Some tasks are better handled by a parser. In this case the argument list in the string is just like a Python tuple, sou you can cheat: use the Python builtin parser:
>>> strdata = "myFunc('element','node','elementVersion','ext',12,0,0)"
>>> args = re.search(r'\(([^\)]+)\)', strdata).group(1)
>>> eval(args)
('element', 'node', 'elementVersion', 'ext', 12, 0, 0)
If you can't trust the input ast.literal_eval is safer than eval for this. Once you have the argument list in the string decontructed I think you can figure out how to manipulate and reassemble it again, if needed.

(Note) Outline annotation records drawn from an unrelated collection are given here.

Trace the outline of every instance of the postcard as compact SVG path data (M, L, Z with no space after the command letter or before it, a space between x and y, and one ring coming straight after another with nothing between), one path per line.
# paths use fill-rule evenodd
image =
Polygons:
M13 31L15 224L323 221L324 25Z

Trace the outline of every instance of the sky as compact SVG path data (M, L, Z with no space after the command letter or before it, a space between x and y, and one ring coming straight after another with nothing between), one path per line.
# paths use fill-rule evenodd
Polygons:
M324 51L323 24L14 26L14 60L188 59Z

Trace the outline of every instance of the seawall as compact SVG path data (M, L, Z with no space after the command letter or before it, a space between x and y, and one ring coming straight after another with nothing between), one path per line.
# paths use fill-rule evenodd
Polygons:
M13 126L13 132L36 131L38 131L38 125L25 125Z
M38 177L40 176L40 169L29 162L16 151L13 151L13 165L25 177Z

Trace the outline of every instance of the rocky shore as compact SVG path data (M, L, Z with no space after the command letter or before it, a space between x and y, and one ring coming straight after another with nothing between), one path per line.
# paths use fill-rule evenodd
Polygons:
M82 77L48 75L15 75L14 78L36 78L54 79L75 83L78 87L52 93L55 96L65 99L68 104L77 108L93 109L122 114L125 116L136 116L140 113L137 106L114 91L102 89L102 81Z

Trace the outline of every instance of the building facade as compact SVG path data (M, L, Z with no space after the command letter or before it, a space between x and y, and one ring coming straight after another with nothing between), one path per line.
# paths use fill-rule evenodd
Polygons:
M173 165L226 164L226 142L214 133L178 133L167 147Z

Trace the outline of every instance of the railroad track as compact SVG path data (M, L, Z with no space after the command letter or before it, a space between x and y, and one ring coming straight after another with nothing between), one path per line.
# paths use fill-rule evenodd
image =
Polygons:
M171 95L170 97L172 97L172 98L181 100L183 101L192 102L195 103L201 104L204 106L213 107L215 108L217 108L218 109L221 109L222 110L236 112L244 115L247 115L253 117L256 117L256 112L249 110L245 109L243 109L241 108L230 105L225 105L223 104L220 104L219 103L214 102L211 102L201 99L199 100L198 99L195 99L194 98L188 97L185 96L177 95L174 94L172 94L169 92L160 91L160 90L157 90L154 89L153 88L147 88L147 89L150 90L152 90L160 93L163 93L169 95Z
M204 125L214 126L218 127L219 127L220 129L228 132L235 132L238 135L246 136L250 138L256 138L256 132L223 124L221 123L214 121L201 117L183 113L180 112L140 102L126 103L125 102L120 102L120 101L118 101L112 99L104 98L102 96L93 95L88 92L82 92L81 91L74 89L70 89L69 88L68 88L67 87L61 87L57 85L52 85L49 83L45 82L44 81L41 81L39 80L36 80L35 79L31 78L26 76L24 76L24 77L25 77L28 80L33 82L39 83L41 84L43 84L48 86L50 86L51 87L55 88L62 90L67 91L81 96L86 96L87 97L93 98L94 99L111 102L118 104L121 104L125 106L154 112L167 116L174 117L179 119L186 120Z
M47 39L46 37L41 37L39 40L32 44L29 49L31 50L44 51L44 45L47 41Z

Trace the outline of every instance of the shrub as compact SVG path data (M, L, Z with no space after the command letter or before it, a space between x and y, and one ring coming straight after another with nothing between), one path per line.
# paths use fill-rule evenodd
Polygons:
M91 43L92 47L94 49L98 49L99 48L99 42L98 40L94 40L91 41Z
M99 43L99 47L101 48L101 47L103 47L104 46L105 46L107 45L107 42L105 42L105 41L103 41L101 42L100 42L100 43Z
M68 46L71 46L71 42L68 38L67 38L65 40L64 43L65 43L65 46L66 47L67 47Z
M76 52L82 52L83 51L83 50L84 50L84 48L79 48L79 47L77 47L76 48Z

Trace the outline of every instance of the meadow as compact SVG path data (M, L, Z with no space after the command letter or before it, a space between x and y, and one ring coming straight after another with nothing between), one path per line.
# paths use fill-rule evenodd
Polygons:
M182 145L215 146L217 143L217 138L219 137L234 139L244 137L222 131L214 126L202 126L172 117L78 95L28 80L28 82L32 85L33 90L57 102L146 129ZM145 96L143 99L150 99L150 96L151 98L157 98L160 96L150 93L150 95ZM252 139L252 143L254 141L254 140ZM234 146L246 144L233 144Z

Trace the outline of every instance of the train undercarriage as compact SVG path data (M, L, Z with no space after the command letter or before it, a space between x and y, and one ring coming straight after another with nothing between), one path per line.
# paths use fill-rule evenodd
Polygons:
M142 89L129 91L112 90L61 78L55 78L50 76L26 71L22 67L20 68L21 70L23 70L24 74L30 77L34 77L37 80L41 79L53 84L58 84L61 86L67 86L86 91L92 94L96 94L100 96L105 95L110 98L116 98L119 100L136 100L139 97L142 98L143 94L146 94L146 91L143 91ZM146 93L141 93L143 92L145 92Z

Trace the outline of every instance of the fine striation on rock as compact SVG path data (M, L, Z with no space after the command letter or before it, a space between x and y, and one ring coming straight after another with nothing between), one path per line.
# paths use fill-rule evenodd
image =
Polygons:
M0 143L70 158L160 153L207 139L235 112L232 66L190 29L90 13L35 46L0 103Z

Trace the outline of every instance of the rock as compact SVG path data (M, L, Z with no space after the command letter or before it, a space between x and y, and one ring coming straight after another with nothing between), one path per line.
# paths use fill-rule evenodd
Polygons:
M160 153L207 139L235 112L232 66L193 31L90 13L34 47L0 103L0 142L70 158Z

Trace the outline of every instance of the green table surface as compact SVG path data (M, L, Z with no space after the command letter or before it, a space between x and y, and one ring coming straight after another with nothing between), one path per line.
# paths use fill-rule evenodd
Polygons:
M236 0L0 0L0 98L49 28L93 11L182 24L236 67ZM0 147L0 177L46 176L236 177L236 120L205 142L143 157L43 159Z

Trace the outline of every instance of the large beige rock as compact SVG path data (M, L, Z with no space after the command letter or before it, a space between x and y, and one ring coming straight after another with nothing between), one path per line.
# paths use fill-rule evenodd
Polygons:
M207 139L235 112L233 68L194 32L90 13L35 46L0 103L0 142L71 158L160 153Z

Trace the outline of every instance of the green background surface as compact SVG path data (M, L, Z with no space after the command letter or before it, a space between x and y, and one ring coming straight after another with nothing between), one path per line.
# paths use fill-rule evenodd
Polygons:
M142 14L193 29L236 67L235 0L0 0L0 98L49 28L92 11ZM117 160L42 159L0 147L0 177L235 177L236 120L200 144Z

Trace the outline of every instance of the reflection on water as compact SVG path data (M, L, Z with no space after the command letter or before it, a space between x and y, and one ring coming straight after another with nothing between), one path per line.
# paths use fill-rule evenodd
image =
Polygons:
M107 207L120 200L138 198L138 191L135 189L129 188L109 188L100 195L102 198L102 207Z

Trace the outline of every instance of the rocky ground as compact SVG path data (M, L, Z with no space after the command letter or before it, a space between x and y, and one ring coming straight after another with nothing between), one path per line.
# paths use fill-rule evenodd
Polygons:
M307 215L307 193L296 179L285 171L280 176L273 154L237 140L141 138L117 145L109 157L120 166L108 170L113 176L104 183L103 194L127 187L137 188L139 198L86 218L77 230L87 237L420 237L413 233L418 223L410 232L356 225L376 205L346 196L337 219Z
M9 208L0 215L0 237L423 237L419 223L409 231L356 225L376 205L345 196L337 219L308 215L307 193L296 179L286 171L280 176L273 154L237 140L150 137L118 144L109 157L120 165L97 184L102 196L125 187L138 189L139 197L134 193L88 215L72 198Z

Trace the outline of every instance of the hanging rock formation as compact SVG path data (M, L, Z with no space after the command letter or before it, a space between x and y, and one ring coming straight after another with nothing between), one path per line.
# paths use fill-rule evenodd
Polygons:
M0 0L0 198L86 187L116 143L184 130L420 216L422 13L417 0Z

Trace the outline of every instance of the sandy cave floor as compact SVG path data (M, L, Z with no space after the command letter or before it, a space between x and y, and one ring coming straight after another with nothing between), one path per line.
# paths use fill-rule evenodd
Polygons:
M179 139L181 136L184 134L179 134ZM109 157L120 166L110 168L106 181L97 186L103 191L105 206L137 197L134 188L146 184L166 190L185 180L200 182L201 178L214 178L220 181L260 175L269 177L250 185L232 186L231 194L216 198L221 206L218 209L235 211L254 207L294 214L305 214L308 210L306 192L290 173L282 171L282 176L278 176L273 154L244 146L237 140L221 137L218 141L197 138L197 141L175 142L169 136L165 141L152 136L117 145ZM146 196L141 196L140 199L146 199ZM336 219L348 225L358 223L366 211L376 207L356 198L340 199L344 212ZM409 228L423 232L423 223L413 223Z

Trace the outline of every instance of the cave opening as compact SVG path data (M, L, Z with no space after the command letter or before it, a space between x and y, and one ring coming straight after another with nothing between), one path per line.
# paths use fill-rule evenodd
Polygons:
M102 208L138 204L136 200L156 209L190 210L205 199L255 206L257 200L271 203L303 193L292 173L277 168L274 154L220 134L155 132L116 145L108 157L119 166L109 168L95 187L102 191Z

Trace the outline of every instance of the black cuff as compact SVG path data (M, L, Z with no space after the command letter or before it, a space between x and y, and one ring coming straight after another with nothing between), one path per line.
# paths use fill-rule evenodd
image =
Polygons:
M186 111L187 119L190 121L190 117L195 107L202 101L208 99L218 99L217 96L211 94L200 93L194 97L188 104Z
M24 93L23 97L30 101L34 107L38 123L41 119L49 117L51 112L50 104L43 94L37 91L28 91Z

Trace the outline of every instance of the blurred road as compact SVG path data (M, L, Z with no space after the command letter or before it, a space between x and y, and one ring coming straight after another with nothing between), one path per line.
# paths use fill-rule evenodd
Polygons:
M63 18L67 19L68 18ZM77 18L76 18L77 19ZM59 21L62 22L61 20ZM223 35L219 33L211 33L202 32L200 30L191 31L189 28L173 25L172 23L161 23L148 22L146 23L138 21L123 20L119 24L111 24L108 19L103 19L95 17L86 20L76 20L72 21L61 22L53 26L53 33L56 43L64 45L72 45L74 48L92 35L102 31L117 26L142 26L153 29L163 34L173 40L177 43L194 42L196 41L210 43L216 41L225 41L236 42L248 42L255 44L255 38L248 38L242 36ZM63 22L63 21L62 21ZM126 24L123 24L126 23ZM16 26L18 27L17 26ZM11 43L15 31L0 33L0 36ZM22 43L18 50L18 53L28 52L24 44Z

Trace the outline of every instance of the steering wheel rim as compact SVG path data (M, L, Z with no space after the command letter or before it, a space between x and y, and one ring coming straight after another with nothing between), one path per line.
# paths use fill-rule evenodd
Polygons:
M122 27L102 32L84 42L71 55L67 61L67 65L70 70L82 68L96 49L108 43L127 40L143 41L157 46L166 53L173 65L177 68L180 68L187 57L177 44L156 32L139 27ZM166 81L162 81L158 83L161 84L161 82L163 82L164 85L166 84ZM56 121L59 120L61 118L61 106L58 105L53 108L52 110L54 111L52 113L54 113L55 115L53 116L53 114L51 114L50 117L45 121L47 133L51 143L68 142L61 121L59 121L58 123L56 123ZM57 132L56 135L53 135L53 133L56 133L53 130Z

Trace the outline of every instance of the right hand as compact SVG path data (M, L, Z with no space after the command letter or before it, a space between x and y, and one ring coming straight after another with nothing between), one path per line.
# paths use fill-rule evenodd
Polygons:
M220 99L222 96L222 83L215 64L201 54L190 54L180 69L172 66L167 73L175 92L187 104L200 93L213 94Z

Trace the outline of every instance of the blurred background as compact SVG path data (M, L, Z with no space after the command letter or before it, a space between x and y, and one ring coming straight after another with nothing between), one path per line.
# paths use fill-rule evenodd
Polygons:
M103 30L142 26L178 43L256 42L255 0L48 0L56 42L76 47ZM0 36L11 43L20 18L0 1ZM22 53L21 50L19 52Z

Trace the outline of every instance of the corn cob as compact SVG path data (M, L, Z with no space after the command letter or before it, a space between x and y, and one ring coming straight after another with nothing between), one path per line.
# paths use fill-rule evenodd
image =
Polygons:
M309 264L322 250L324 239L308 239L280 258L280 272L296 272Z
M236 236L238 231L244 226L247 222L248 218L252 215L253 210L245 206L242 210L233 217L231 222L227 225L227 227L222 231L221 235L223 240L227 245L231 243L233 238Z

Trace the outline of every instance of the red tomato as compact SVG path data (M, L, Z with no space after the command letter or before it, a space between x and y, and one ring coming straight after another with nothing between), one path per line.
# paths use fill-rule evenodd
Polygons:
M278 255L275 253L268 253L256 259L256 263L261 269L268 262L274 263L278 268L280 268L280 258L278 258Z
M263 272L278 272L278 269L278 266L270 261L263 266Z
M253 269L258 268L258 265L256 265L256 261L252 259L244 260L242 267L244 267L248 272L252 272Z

Read the documentation: re.sub returns a copy of the string where every occurrence of the entire pattern is replaced with the replacement. It cannot in any case modify the original string, because Python strings are immutable.
Try using look-ahead and look-behind assertions to construct a regex that only matches the element itself:
myRe = re.compile(r"(?<=myFunc\(.+?\,.+?\,)(.+?)(?=\,.+?\,.+?\,.+?\,.+?\))")
Have you tried using named groups? http://docs.python.org/howto/regex.html#search-and-replace
Hopefully that will let you just target the 3rd match.
If you want to do this without using regex:
>>> s = "myFunc('element','node','elementVersion','ext',12,0,0)"
>>> l = s.split(",")
>>> l[2]="'noVersion'"
>>> s = ",".join(l)
>>> s
"myFunc('element','node','noVersion','ext',12,0,0)"